The heatwave is affecting those experiencing homelessness more than others this summer.

“I’m homeless so I have to be out here all day long and try to beat the heat. It’s really, really hard,” said Evans.

Hit hard by the coronavirus pandemic, shelters across Northeast Pennsylvania like the family shelter at the Wilkes-Barre Salvation Army are at full capacity this summer.

“We’re still here serving people it’s just a little differently the way we’re doing it,” said Lt. Oziel Urbaez with The Salvation Army.

Now due to COVID-19 restrictions, The Salvation Army unfortunately can’t allow anyone inside that’s trying to beat the heat but they are doing what they can by providing water.

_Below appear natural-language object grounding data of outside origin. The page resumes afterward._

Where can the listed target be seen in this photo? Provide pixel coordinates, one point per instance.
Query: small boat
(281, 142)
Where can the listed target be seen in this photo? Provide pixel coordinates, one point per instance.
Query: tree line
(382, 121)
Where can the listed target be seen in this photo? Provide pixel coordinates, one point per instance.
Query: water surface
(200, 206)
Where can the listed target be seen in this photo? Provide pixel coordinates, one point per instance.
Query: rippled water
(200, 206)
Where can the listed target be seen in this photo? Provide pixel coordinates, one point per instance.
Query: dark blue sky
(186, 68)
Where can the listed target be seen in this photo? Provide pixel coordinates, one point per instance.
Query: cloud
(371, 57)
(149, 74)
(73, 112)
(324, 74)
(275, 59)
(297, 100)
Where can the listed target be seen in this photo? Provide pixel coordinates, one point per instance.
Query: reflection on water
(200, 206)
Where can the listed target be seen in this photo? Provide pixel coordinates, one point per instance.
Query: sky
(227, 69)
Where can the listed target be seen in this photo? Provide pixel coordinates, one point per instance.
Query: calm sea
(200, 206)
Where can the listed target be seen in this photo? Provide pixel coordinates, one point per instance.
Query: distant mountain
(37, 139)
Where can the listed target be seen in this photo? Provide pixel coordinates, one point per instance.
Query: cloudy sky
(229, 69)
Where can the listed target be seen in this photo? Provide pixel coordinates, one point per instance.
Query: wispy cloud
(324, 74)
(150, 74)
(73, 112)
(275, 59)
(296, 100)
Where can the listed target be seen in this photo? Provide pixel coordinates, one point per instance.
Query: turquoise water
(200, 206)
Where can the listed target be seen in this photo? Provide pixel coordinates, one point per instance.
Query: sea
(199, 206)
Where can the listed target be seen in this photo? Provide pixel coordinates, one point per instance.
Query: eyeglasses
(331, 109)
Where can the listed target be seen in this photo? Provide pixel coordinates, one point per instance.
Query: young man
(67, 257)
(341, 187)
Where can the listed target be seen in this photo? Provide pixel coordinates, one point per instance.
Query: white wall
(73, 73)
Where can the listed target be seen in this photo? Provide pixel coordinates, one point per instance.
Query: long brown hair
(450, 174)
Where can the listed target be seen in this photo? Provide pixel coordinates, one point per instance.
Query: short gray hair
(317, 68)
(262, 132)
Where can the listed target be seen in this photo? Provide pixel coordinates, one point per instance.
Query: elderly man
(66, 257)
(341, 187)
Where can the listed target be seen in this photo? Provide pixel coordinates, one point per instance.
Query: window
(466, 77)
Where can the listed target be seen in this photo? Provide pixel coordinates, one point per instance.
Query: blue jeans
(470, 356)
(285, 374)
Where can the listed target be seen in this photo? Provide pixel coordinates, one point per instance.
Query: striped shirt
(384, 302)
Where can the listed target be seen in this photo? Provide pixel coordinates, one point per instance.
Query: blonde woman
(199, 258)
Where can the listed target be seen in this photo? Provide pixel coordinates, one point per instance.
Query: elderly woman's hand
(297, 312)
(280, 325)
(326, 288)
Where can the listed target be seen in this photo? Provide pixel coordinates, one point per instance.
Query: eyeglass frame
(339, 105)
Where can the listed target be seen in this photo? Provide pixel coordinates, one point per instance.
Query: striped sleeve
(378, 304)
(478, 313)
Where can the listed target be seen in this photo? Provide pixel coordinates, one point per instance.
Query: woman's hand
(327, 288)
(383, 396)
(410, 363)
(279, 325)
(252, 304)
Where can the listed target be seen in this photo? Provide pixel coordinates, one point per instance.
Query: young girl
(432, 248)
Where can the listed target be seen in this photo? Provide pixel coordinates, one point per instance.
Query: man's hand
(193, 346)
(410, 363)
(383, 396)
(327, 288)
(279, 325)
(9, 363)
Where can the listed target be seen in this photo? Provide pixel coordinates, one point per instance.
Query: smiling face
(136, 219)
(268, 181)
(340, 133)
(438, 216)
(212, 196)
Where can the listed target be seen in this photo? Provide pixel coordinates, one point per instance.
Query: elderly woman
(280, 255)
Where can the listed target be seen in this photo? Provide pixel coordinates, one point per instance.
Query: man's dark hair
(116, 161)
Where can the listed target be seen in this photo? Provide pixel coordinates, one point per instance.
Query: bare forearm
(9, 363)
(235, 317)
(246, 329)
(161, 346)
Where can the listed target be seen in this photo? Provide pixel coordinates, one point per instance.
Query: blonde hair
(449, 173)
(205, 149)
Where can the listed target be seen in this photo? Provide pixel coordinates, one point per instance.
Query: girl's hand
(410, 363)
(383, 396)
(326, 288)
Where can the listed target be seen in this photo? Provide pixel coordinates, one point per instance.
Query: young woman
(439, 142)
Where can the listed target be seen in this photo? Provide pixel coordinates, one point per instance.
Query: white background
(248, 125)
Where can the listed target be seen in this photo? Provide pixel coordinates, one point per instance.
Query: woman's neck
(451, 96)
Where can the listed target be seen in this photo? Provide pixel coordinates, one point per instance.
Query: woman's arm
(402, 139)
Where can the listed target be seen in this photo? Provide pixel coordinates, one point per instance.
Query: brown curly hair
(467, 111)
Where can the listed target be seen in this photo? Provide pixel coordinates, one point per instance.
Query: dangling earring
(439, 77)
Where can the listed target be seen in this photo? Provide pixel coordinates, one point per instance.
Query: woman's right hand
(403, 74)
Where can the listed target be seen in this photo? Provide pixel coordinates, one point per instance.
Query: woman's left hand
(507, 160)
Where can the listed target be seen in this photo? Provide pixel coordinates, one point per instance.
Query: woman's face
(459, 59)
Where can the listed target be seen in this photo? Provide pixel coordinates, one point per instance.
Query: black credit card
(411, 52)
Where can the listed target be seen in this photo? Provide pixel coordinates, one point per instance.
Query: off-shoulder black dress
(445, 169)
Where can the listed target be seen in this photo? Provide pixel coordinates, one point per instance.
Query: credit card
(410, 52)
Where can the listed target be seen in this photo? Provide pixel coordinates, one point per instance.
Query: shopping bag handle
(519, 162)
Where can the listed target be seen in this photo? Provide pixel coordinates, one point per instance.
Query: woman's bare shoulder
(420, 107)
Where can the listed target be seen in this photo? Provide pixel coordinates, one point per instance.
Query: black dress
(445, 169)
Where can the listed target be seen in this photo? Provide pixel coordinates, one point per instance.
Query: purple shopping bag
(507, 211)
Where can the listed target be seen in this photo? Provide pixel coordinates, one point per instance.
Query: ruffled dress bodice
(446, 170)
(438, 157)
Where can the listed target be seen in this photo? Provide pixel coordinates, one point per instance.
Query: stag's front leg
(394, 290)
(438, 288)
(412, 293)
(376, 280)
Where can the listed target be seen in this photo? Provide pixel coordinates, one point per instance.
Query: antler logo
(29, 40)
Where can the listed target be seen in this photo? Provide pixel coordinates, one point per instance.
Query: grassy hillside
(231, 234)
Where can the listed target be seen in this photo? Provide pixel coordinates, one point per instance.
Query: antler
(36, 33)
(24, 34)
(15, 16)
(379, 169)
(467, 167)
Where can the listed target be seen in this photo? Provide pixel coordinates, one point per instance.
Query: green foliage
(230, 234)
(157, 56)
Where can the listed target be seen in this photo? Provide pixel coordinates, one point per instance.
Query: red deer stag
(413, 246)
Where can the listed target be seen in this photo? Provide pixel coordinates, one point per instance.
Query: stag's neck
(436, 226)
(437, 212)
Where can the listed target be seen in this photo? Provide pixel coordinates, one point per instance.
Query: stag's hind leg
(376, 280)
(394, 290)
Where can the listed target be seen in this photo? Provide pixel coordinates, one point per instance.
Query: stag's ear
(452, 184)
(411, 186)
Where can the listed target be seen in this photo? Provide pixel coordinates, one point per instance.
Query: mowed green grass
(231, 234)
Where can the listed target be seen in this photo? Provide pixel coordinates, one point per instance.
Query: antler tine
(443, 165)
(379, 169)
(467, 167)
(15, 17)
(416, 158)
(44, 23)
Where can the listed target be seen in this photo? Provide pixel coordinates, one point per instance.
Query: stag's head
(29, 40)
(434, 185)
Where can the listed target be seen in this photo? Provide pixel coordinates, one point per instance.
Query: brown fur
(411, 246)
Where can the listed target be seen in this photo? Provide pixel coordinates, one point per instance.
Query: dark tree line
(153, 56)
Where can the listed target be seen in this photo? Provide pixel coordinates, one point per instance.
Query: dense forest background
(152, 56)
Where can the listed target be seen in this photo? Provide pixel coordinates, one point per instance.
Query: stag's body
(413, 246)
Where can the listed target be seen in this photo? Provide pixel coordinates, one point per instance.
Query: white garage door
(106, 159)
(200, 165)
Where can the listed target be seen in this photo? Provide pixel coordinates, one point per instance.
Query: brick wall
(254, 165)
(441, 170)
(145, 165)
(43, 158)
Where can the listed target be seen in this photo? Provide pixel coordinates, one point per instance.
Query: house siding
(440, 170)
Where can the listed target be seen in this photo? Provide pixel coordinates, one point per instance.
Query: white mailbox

“In times of heat, we typically open our building for people to come in for a little while, a little rest bit and get a drink. Right now we can’t really have people inside of our building,” said Lt. Urbaez.

Without a roof over their head, Darryl says people do the best they can when they are out on the streets.

“Staying on the grass over here on River Street down by the river, or staying in the parking garage or something like that, that’s where people are sleeping at,” he said. The heat makes life harder for people experiencing homelessness like him.

“I stay in the shade. I try to drink a lot of water. It’s really brutal out here.”

During a heatwave, the Wilkes-Barre Fire Department has to step in for those that end up suffering from one of three heat-related illnesses.

“Heat stroke being the worst, one step down from that is heat exhaustion,” said Chief Jay Delaney with the Wilkes-Barre Fire Department.

Heat cramps are the least severe. But fire chief Delaney says the more time people are out in the heat, the more they succumb to a heat-related illness. The best thing for anyone to do is to keep hydrated.

“If you’re in the outdoors, hydration hydration hydration, lots of water or sports drinks, stay out of the elements,” said Delaney.

One other thing to mention, Delaney says if you are in a high rise building without air conditioning and have to use a common area to cool off—make sure you wear your mask.